It's simpleton, chickensh!t logic.
Now, for the defense, siding to keep Sam Bradford as Eagles quarterback, we present: "Well, the devil that you know is better than the devil that you don't know."
Or some other brain-dead, cojones-lacking crap.
Really, that's the Saving Grace of Sam in Philly ... that it's better to be stuck with Exhibit A of "never reached potential that was vastly overrated in the first place" mediocrity? That it's better to suck since you're already familiar with the guy at the most important position in football than take a chance on someone else you may not know so well because he, himself, may ...
May, what ... SUCK?!!
Uhh, hello, McFlies ...
Get a grip and show some gumption. This notion that somehow, in some way, six years of NFL sample size and nearly a decade worth of china-doll evidence is wrong, that those clinging to the hope that divine intervention will turn Bradford into the performer that all the "experts" miscalculated him as destined to become is beyond silly.
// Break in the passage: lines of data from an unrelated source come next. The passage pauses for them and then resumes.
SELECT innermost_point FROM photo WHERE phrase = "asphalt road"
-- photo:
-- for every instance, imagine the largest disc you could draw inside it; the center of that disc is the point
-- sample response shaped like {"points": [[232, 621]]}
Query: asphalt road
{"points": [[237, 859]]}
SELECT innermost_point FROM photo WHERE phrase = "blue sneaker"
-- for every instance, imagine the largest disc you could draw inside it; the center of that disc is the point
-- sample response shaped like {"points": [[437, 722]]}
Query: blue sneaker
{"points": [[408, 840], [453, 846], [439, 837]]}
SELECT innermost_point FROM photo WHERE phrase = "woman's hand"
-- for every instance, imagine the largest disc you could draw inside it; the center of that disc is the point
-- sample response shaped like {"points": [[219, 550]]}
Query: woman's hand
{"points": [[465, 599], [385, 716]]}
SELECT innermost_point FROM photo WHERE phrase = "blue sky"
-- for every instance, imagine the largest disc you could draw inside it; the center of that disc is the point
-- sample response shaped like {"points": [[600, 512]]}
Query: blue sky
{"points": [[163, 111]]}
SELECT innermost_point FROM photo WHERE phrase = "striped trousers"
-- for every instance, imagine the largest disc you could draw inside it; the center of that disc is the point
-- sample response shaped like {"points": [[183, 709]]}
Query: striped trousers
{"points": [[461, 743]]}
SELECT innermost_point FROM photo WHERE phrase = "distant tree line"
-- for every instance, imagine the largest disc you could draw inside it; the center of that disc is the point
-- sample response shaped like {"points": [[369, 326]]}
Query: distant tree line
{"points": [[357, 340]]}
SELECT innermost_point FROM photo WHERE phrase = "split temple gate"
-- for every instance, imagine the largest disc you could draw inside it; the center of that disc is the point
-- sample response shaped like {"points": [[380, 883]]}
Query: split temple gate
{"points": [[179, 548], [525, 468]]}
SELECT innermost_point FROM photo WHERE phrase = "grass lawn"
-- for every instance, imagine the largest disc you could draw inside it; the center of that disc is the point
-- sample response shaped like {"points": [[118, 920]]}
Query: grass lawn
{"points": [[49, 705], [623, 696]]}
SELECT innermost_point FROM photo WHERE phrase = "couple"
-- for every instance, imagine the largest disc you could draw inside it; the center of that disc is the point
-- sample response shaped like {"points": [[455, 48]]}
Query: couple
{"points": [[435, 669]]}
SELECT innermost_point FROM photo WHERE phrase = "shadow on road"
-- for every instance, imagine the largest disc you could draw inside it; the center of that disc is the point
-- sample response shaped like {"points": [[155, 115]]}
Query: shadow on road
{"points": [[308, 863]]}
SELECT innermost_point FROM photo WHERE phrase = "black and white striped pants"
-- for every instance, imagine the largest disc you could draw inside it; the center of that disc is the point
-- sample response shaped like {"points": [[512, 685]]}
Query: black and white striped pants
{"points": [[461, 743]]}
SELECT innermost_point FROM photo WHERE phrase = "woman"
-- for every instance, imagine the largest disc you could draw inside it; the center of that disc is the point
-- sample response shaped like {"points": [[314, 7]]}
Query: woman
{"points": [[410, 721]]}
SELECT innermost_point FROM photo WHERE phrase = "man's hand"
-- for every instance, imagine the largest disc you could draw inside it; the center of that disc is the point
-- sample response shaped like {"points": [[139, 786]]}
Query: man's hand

Eagles fans, football fans, Bradford fans ... it ain't gonna happen.
Not this week, not next week, not ever. Oh, there will probably be moments of exquisite pin-point passing the young man displays from time to time, and, you know what, go to a few high school games in your life, and you might see the same thing ... at the same physical level by an individual.
Reality is, every single guy with the ability to throw the ball a bit, and a coach who wants to throw it all the time, is capable of getting Bradford-like hot. It's really not a big deal. That 10-for-10 Day of Atonement in Green Bay during the preseason ... c'mon, you haven't seen that before?
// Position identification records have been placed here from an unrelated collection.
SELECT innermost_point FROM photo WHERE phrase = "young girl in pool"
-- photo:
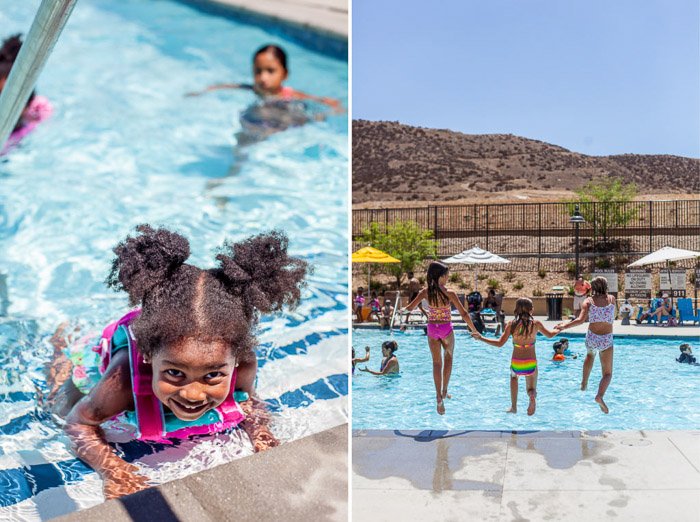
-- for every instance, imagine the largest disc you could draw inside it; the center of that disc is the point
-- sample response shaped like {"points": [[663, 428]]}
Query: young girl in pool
{"points": [[523, 361], [599, 311], [441, 339], [174, 363], [37, 108], [269, 73], [390, 363]]}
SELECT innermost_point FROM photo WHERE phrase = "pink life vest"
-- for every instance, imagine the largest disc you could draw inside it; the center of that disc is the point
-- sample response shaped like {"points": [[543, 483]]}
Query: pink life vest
{"points": [[38, 110], [151, 422]]}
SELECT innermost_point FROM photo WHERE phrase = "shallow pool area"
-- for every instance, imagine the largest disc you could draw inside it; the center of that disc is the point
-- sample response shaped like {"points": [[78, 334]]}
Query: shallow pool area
{"points": [[649, 389], [125, 146]]}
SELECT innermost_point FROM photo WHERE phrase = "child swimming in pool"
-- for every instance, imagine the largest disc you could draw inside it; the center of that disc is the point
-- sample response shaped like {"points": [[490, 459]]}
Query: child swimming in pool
{"points": [[37, 108], [441, 339], [172, 365], [523, 361], [276, 110], [390, 363]]}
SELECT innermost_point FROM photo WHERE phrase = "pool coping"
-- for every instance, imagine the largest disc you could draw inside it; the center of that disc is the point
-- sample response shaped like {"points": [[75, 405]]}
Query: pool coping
{"points": [[639, 331], [526, 475], [308, 475], [321, 25]]}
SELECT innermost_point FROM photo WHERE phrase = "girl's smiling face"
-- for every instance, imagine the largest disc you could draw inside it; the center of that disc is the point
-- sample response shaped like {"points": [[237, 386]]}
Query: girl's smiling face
{"points": [[192, 377], [268, 73]]}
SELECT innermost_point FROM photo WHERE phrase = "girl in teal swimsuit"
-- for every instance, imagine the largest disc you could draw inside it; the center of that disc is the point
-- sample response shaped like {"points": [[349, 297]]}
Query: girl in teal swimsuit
{"points": [[524, 359]]}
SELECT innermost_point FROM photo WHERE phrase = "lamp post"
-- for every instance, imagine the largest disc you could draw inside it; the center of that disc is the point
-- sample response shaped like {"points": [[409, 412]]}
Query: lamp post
{"points": [[577, 219]]}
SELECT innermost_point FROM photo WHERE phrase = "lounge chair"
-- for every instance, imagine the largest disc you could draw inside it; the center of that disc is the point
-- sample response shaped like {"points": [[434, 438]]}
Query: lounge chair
{"points": [[686, 312]]}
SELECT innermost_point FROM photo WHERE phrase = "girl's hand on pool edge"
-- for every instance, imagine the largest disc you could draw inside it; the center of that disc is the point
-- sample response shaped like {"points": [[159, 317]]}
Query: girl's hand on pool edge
{"points": [[123, 480]]}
Lemme share that you have. You just don't remember, or you just choose to forget, because you wanted Bradford to be special, to be different, to be the type of once in a lifetime quarterback that he actually lived up to Ron Jaworski's gushing all over him.
Well, even Jaws has bailed on Bradford now, and it's time everyone from Chip Kelly to the most diehard of Eagles fans did the same ... and give up the ridiculous rationalizing for sticking with this guy.
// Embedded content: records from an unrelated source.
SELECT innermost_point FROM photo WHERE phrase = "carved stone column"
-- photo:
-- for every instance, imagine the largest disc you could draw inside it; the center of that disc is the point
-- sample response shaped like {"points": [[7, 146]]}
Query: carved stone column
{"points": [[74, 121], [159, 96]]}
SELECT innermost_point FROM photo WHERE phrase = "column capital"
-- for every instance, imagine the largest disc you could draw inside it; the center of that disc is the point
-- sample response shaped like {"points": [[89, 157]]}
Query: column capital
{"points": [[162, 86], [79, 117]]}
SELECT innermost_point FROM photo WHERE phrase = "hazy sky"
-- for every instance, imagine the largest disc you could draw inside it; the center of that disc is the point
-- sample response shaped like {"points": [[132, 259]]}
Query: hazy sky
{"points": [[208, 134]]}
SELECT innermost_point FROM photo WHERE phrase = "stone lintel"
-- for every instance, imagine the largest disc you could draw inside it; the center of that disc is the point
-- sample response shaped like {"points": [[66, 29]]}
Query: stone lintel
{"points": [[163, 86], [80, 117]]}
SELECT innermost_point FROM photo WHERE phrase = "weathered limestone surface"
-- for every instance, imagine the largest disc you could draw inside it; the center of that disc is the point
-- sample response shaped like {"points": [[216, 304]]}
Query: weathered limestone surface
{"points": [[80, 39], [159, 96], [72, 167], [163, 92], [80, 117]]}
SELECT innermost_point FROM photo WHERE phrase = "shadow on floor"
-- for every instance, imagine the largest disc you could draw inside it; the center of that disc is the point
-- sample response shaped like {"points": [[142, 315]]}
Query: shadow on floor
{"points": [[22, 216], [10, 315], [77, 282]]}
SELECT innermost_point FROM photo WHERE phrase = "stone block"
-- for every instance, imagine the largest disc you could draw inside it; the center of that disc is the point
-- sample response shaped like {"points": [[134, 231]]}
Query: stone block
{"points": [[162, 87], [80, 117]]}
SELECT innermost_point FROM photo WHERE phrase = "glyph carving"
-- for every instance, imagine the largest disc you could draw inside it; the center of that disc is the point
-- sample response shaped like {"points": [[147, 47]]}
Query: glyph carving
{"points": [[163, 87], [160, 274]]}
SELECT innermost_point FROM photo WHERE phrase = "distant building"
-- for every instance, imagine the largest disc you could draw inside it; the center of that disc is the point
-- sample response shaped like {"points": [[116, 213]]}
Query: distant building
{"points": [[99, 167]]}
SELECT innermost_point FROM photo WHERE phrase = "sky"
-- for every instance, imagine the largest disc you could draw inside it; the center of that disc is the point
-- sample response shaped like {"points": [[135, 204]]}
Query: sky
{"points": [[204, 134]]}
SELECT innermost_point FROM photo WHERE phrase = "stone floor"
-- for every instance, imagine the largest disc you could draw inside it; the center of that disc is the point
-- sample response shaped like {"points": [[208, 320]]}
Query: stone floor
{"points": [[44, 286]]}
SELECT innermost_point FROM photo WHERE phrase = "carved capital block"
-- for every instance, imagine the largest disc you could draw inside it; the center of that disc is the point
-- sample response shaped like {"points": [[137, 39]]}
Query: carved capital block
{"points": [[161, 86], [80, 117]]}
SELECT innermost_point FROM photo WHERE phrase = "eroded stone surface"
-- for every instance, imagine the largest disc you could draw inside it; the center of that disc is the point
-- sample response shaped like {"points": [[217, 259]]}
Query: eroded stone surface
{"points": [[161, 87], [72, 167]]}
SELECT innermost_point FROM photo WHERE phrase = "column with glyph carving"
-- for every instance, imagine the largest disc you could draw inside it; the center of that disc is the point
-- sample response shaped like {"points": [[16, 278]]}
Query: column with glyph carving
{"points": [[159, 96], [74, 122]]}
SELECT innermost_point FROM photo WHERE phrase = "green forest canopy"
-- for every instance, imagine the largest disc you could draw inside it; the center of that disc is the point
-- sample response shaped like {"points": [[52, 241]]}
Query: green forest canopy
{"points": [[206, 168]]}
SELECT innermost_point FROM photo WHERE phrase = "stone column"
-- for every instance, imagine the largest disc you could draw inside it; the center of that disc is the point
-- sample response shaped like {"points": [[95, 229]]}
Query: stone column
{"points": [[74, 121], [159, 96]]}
The primary statement for his supporters now is this: "Well, who can we get to replace him?"
The response is easy: "Who couldn't you get?"
Right now, he is the 30th-rated QB in the NFL, actually ahead of sacred cows Andrew Luck and Peyton Manning - whose resumes, unlike the one belonging to our "Sam I Am," give them a little leeway to work things out. In addition to those two, yours truly would take every other QB ranked ahead of him. Every stinking one. Not just Aaron Rodgers or Tom Brady or Drew Brees, but even the soon-to-be-outcasts such as Matthew Stafford and Colin Kaepernick.
Make fun of the Browns and Johnny Manziel all you want, but the kid actually has some life to him ... and he'd pump some much-needed energy into an offense turned lifeless with Bradford at the helm.
Heck, at what point does the mocking of Eagles backup Mark Sanchez possibly being inserted as the starter end with those doing the mocking finally grasping reality and recognizing that, um, you know what, he's actually a better option than Bradford ... and always was.
Don't even get the Nick Foles talk going. It was an idiotic decision by Kelly, and one that he's never going to be able to justify because Bradford, simply, is not good enough to help him do so.
That ship has sailed. It's over. Done. Good luck in St. Louis, Nick.
But the team has options just the same now. First one that would be a step in the right direction? Giving up the golden goose with Bradford.